DEEP-FRIED CALAMARI TENTACLES WITH PLUM, CHILLI, CORIANDER AND MINT TARTAR-STYLE MAYO
For the calamari tentacles
Ingredients
- 1kg calamari tentacles, cleaned and well dried
- ½ cup cake flour
- ¾ cup cornflour
- 1 tsp salt
- 1 tsp smoked paprika
- ½ tsp freshly ground white pepper
- ½ tsp ground coriander
- ½ tsp garlic powder
- zest of 1 lemon
- oil for deep frying
- lemon wedges, to serve
Method
- Pat the calamari tentacles completely dry. This is the secret to crispness.
- In a bowl, mix the cake flour, cornflour, salt, smoked paprika, white pepper, ground coriander, garlic powder and lemon zest.
- Heat the oil to 180ºC.
- Toss the tentacles lightly in the seasoned flour, shaking off any excess.
- Fry in small batches for two to three minutes, until golden, curled and crisp.
- Drain on kitchen paper and season lightly with a touch more salt while hot.

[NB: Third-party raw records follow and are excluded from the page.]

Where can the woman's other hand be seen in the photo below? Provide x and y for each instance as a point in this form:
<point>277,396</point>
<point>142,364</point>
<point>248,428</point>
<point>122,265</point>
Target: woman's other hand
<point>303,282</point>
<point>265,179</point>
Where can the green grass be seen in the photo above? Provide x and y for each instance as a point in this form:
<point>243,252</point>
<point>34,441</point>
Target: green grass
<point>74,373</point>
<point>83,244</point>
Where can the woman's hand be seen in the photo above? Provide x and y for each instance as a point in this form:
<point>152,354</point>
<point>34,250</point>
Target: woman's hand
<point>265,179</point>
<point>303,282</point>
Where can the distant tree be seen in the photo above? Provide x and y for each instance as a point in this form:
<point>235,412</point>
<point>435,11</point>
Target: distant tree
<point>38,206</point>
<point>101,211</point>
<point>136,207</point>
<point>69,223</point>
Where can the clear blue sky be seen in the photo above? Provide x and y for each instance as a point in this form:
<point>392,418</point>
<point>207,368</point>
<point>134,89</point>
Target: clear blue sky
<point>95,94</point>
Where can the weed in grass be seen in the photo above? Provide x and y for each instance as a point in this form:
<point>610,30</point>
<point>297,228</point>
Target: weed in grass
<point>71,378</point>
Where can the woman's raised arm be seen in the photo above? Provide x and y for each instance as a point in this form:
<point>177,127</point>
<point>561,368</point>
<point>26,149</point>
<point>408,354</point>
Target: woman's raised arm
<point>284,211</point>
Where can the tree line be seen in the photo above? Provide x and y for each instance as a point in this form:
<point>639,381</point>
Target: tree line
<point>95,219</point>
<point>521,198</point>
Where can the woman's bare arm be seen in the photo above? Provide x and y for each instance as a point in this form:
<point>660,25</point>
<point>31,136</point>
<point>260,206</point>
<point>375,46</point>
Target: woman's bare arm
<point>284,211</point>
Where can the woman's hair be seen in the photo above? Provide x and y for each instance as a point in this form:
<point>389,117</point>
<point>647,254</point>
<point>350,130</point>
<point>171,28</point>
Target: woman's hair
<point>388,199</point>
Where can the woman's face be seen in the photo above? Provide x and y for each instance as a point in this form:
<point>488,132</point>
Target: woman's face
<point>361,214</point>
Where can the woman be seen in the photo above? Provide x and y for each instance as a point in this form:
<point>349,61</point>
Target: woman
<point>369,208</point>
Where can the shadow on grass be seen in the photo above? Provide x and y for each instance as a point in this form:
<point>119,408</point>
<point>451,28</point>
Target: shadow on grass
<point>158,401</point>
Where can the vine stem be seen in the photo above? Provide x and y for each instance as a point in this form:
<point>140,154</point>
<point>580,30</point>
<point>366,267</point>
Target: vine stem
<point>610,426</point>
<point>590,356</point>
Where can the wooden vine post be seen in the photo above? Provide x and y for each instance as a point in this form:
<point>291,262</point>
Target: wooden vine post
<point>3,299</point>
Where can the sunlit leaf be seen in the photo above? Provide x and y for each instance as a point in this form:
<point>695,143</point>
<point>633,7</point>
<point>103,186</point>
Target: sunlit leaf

- Serve immediately with lemon wedges and the plum tartar sauce alongside. Pile the calamari high on a platter, scatter with extra herbs and serve the sauce in a generous bowl.
For the plum-style mayo
Ingredients
- 1 cup good quality mayonnaise
- 2 ripe fresh plums, stone removed and finely chopped
- 1 tsp honey or soft brown sugar (optional, only if plums aren’t sweet)
- 1 small red chilli, finely chopped (seeds optional)
- 2 Tbsp fresh coriander, finely chopped
- 1 Tbsp fresh mint, finely chopped
- 2 spring onions, finely sliced
- 1 tsp lemon juice or white wine vinegar
- sea salt, to taste
Method
- Finely chop the fresh plums. You want small, juicy pieces, not purée.
- Stir the plums into the mayonnaise until lightly marbled.
- Add the chilli, coriander, mint and spring onions.
- Add the lemon juice (or vinegar) and season gently with sea salt.
- Taste and adjust — a touch of honey if needed, a pinch more salt if it wants sharpening.
- Chill for 15 to 30 minutes to let everything mingle and flirt.
Chef’s tips: If your plums are very firm, soften them quickly in a pan with one tablespoon of water for two minutes, then cool before chopping. For extra depth, add ½ teaspoon finely grated fresh ginger.
This sauce is sensational with calamari, prawns, fish fingers and chicken schnitzel.